マヒロ

まだらキンセンカにあらわれるガンマ線の影響のマヒロのレビュー・感想・評価

4.0
未亡人のベアトリス(ジョアン・ウッドワード)は、活発な性格でチアリーディングにお熱だがてんかんもちであることに悩む長女・ルース(ロバータ・ウォラック)と、学校の課題で「まだらキンセンカにあらわれるガンマ線の影響」を研究する物静かだが賢い次女・マチルダ(ネル・ポッツ)と、ボロ家に三人で暮らしていた。新聞記事を読んで管を巻いたりする無意味で閉塞的な生活を送っていたベアトリスは、そんな日常を変えたいという思いからか、急な思いつきで喫茶店を開こうと動き出すが、当然のように上手く行かず……というお話。

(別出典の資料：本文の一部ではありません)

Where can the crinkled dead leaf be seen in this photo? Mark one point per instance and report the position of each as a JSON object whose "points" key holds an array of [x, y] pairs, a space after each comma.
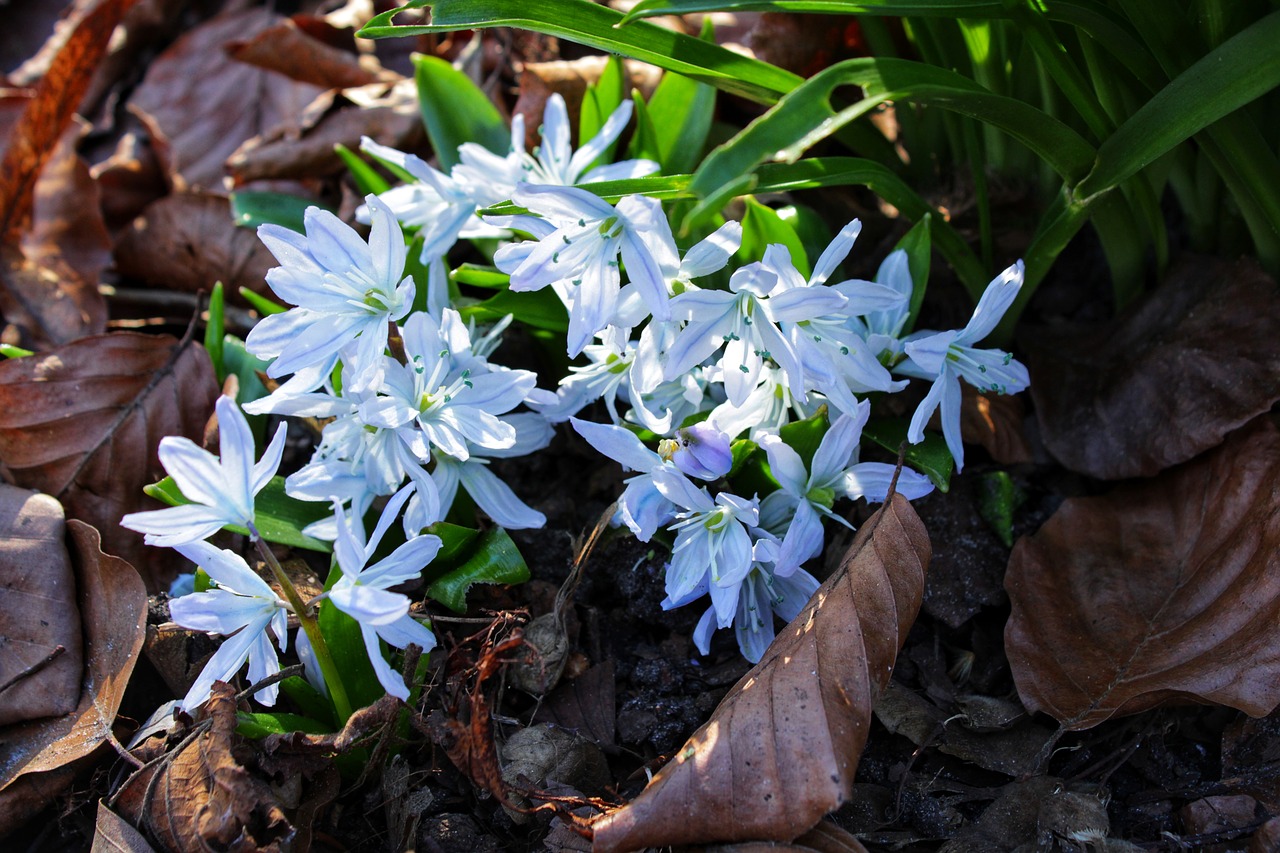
{"points": [[292, 50], [82, 424], [40, 621], [200, 104], [1161, 591], [1168, 381], [113, 603], [385, 113], [781, 749], [204, 798], [49, 112], [187, 242]]}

俳優のポール・ニューマン監督作品。ベアトリス役のジョアン・ウッドワードは妻で次女役のネル・ポッツは娘と、自らの家族を起用して作られた作品だが、内容的にはなかなかハードな家族の在り方を描いていて、これを実の家族で製作するというところに何やら並々ならぬ覚悟を感じてしまう。
(ちなみに長女役のロバータ・ウォラックはあのイーライ・ウォラックの娘らしい)

夫に先立たれたベアトリスは、年頃の娘を2人抱えながらシングルマザーとして何とか暮らしていたが、ハッキリと今の暮らしや世間に対しての憎悪を口にしており、それを娘の前でも包み隠そうとはしない。決して家族である娘達も一緒くたに憎んでいるというわけではなく、愛情を感じさせるような行動も取るが、それを表立って口にするような余裕もないような状況。
長女のルースはそんな母に対して苛立ちを覚えることも少なくなく、母が介護の仕事のために家に連れてきた老女に対して明確に嫌悪感を示したりするが、一方でそういった他人への悪意を露見させてしまうという事自体が、自分が嫌がっている母と同じなのではないかと思い悩む。

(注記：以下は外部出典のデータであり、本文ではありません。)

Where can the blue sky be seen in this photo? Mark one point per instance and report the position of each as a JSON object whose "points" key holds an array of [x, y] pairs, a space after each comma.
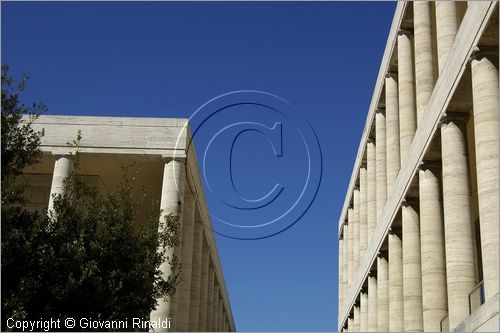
{"points": [[167, 59]]}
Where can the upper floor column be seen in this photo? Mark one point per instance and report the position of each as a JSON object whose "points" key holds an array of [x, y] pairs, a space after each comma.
{"points": [[424, 55], [172, 199], [407, 105], [446, 29], [62, 169], [484, 68]]}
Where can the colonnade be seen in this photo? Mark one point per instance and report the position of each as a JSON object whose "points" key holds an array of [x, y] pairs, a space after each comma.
{"points": [[200, 302], [433, 256]]}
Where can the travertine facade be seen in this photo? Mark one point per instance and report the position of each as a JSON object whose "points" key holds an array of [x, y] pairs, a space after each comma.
{"points": [[163, 152], [418, 234]]}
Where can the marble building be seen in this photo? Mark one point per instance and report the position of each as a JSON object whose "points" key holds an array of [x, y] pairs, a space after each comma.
{"points": [[163, 152], [419, 229]]}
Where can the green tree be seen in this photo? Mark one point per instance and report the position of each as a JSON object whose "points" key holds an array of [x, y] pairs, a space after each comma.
{"points": [[91, 258]]}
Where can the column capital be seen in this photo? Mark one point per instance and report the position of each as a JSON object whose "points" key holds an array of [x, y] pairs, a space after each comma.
{"points": [[429, 165], [168, 158], [408, 32], [410, 202], [391, 74], [453, 116], [483, 52]]}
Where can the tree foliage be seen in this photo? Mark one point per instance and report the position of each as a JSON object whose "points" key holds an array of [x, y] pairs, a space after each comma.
{"points": [[91, 258]]}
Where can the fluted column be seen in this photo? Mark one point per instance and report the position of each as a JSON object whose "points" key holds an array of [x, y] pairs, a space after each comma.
{"points": [[392, 130], [424, 55], [412, 274], [434, 295], [446, 29], [210, 298], [363, 312], [345, 260], [350, 246], [372, 188], [172, 198], [356, 319], [372, 304], [341, 275], [459, 235], [356, 231], [184, 286], [381, 162], [485, 101], [407, 104], [62, 169], [396, 313], [382, 294], [221, 313], [194, 304], [363, 191], [202, 318], [215, 316]]}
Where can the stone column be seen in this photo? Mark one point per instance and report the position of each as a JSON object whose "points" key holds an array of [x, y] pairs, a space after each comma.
{"points": [[392, 130], [345, 271], [350, 246], [363, 323], [434, 295], [412, 273], [372, 304], [356, 232], [62, 169], [446, 29], [372, 188], [382, 294], [184, 295], [215, 316], [356, 319], [381, 167], [407, 105], [202, 319], [210, 297], [172, 198], [458, 223], [424, 55], [363, 236], [485, 101], [396, 314], [194, 304], [341, 275], [221, 313]]}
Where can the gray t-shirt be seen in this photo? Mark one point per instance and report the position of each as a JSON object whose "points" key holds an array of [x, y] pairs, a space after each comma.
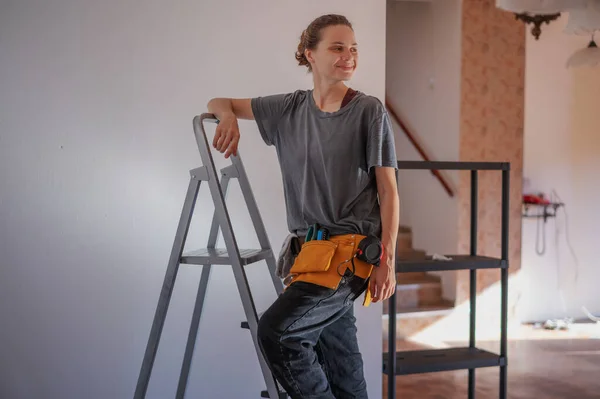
{"points": [[327, 159]]}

一方で、なかなか感情を表に出さないマチルダは、理解のない母に研究について小馬鹿にされたりしながらも研究に没頭するが、彼女が大一番の発表会後にひとり思うモノローグがこの映画の全てを表しているように思える。
母親という存在の強烈な影響力により育っていく子供達はまさしくガンマ線に照らされて変異していくキンセンカのようで、その影響をもろに浴びながら成長していくルースと、全てに絶望する母を見つつも、稀に現れるキンセンカの突然変異体のごとく「世界はそんなに悪いもんじゃない」と信じ続ける姿には、決して押し付けがましく無い静かな感動があった。たまたまそうなった、という訳でもなく、科学という学問への一種の信仰が彼女を救ったとみられるのも良い。

中年の危機とも言える、人間の絶望を生々しく描いた作風はカサヴェテス作品っぽさがあるが、鋭利な刃物を向けてくるようなシャープさのあるあちらと比べると、どこか性善説みのある、人間の根底の温かい部分を信じているような優しさも感じられる作品だった。